On the Origin of SARS-CoV-2: Did Cell Culture Experiments Lead to Increased Virulence of the Progenitor Virus for Humans?

Sequence comparison of the spike protein of SARS-CoV-2 with other coronaviruses whose genome is very similar to that of SARS-CoV-2 (96.2% identity to the Bat-CoV RaTG13 strain isolated from the horseshoe bat; 79.5% identity to SARS-CoV and 91.0% identity to the virus isolated from the pangolin (27). (A) Genome of SARS-CoV-1. (B) S-protein. After binding to the ACE2 receptor, the spike protein is split into the S1 and S2 subunits.

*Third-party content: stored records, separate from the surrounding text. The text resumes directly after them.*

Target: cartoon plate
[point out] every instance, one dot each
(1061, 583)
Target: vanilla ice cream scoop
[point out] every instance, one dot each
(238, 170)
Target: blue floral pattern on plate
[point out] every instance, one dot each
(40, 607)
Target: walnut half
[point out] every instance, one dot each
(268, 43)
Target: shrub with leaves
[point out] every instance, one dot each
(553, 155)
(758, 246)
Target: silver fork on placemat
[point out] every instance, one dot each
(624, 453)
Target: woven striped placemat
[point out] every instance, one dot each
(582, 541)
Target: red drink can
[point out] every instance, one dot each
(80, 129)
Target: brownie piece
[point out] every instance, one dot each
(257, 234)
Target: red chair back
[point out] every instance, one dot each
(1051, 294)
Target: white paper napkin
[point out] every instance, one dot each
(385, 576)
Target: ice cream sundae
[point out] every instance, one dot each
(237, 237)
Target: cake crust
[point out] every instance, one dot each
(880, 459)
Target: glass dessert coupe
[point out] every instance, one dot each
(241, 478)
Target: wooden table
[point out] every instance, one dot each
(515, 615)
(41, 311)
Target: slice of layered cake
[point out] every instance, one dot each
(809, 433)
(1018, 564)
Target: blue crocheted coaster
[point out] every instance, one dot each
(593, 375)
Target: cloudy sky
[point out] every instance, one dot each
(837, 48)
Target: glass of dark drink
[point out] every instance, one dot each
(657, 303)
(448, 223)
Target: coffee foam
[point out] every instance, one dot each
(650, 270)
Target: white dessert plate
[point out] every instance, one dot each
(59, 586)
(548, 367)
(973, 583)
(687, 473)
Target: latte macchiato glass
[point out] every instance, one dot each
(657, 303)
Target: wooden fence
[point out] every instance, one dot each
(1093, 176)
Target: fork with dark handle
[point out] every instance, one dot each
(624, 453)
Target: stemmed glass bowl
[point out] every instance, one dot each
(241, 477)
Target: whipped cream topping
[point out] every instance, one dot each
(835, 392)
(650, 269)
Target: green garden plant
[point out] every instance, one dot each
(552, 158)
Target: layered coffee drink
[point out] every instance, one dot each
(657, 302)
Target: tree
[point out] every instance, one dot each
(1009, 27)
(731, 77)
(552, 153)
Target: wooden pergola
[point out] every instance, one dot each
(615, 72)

The S1 subunit mediates the binding to ACE2, the S2 subunit the efficient entry into the cell by membrane fusion. It is believed that after binding of the S protein to the ACE2 receptor, two (or even three) cleavage events are necessary for efficient entry into the cell. One is catalyzed by the protease TMPRSS2, the second by furin. (C) The furin cleavage site at the end of the Arg-Arg-Ala-Arg tetrapeptide is marked with an arrow (S1/S2). It is supposed that this cleavage occurs first, followed by cleavage of the S2’ site (not shown) through TMPRSS2 (46). The nucleotide sequence that codes for the polybasic cleavage site (see text) rests on an insert that is unique for SARS-CoV-2. A similar insertion can be found in MERS-CoV. The amino acid sequence in the scheme is given using the 3-letter abbreviations in order to make it more understandable for non-biochemists. Modified according to (39) and (16). (D) Sequence comparison of SARS-CoV-2 and MERS-CoV. Sequences are from NCBI database. The possible codon sequences for threonine and proline are given on the bottom of the figure.